It’s Saturday morning and we’re standing in the driveway, watching Jonathan unload and reload the trunk of his car. Because the two of them are off on their New Hampshire adventure—their jazzy little jaunt. In a way, I’m glad they’re going. Now I won’t have to think about them for thirty-six hours.

“Do you want us to drop you off ?” my mom asks again.

“No, thanks,” I say.

“Fiorello’s is on our way. We’d be happy to.”

“That’s OK.”

“I’m sure Jonathan would let you drive, if you want. You could get in a little practice. . . .”

Since I got my permit, my mom has barely taken me driving at all. She gets too nervous. It kills me to say no right now, but I do. I tell her I’ll take the bus.

“Why would you take the bus when you come with us?”

“Mom! God! Why are you pushing me to go with you?”

She sighs, exasperated. Then her face softens slightly and she says, “Why do we keep fighting?”

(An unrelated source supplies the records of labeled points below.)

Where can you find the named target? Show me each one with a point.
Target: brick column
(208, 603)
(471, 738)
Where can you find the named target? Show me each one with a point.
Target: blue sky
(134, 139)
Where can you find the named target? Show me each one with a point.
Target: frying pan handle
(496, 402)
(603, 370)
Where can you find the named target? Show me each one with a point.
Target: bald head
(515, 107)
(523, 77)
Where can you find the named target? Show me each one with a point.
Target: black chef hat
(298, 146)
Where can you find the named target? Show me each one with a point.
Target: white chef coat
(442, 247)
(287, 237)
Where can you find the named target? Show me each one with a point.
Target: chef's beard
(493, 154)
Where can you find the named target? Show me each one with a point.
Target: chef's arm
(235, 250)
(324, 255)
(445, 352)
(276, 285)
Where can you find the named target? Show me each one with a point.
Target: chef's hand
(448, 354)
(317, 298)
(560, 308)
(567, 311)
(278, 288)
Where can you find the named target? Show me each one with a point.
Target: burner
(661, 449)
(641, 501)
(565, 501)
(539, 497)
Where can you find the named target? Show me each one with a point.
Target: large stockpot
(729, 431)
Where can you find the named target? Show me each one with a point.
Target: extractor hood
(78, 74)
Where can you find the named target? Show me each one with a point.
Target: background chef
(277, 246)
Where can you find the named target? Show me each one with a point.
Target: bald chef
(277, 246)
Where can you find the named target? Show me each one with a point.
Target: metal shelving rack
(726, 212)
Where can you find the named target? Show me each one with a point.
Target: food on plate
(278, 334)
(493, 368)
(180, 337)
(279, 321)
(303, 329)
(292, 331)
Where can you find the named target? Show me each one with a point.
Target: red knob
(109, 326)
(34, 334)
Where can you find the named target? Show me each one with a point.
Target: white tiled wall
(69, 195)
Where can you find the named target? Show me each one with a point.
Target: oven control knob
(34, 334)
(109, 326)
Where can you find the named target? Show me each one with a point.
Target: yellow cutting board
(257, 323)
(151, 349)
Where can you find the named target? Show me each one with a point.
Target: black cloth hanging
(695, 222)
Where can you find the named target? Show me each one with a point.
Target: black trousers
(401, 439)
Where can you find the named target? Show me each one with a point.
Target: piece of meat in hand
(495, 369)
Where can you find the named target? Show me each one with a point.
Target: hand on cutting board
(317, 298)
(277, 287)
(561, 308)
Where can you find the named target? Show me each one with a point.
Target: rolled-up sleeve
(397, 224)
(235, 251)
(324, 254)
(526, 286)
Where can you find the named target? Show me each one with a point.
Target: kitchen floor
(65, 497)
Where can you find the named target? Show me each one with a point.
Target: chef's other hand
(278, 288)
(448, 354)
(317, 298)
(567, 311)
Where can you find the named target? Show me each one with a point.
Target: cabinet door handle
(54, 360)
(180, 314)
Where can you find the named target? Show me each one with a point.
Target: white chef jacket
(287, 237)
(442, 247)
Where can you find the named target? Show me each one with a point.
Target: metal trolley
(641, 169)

“I don’t know,” I say, which is half true. When she looks at me, I shrug. “What do you want me to say?”

She shakes her head. “I just . . . hate this.”

“Yeah,” I tell her. “Me too.”

After they leave, I am upstairs packing because I have to go to my game from work, and Riggs’s house from my game. There’s a shirt of my mom’s I want to borrow, this black scoop neck, so I go in her room to look for it.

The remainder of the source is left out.